On Nov 29, 4:08&#2013266080;am, "doublehelics"
<ozgun.harmanci@n_o_s_p_a_m.gmail.com> wrote:
> Hey all, i am computing sample autocorrelation for some continouous valued > data (using this:https://ccrma.stanford.edu/~jos/sasp/Sample_Autocorrelation.html) but the > generated correlation matrix has negative eigenvalues. Is there a way to > fix the autocorrelation matrix to &#2013266080;have non-negative eigenvalues? I always > thought that the sample correlation matrix should have been positive > semidefinite. thanks.

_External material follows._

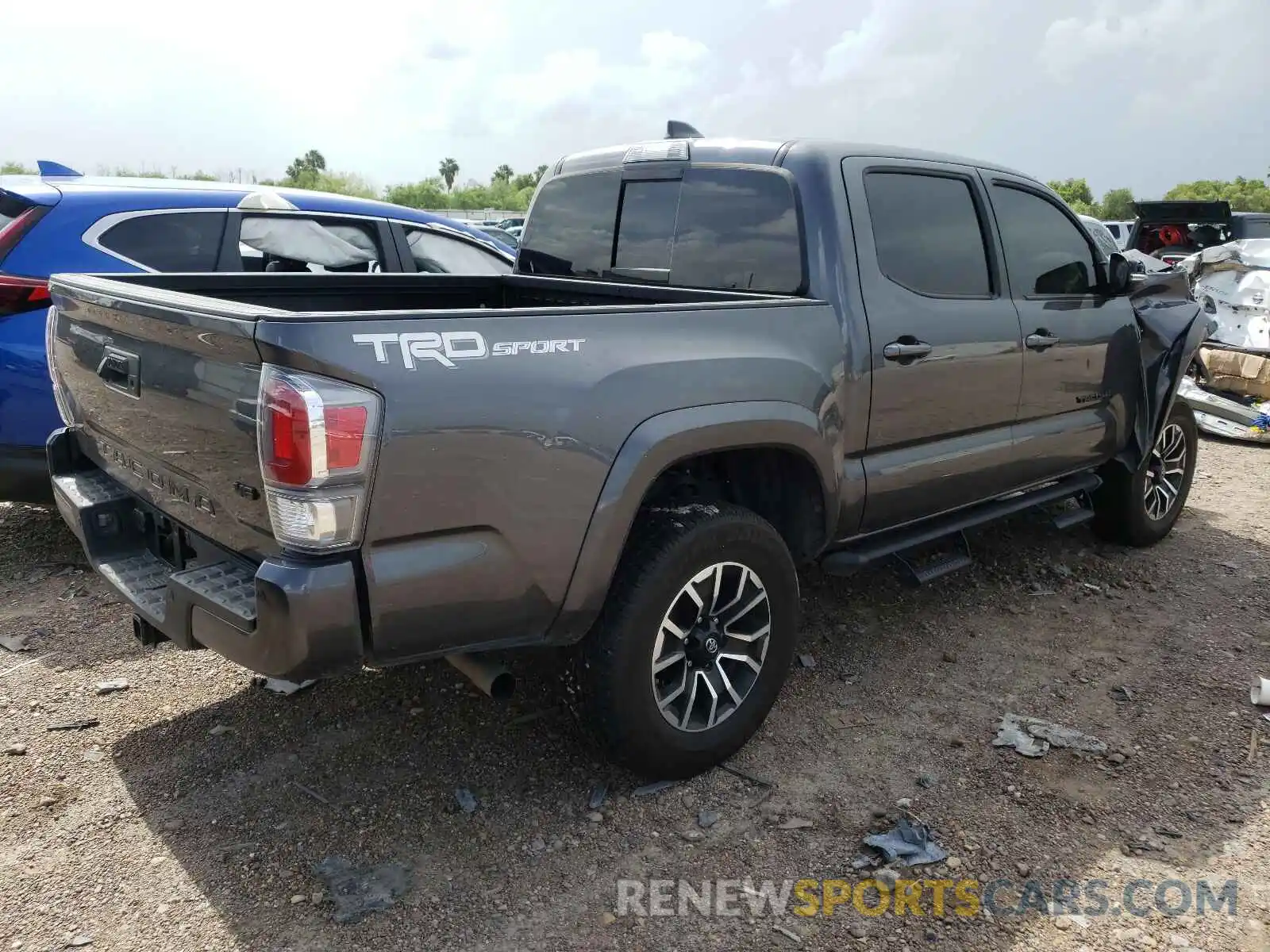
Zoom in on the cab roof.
[555,137,1039,182]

There are numerous fixes. I would first look at the SVD of your sample correlation estimate. If you see a negative singular value, something is wrong. The easiest solution is to diagonally load the matrix. That pushes the eigenvalues equally in the positive direction. You typically have to play with the data to figure out an appropriate loading scaler. For a problems assumed stationary, some people average over diagonals and force the matrix to be Toeplitz. This sort of works, sometimes. Again for problems assumed stationary, average the flip-up-down( flip- left-right) sample covariance with the sample covariance. I would recommend using a rank-1 update approach. Typically, a covariance matrix inverse is the desired entity down stream, so building a factorization from the data is usually best. It is also is more numerically stable. There are rank one update algorithms for Cholesky, QR, eigenvector, and I think even for an SVD. There are a lot of papers on covariance estimation. These are just a few tricks.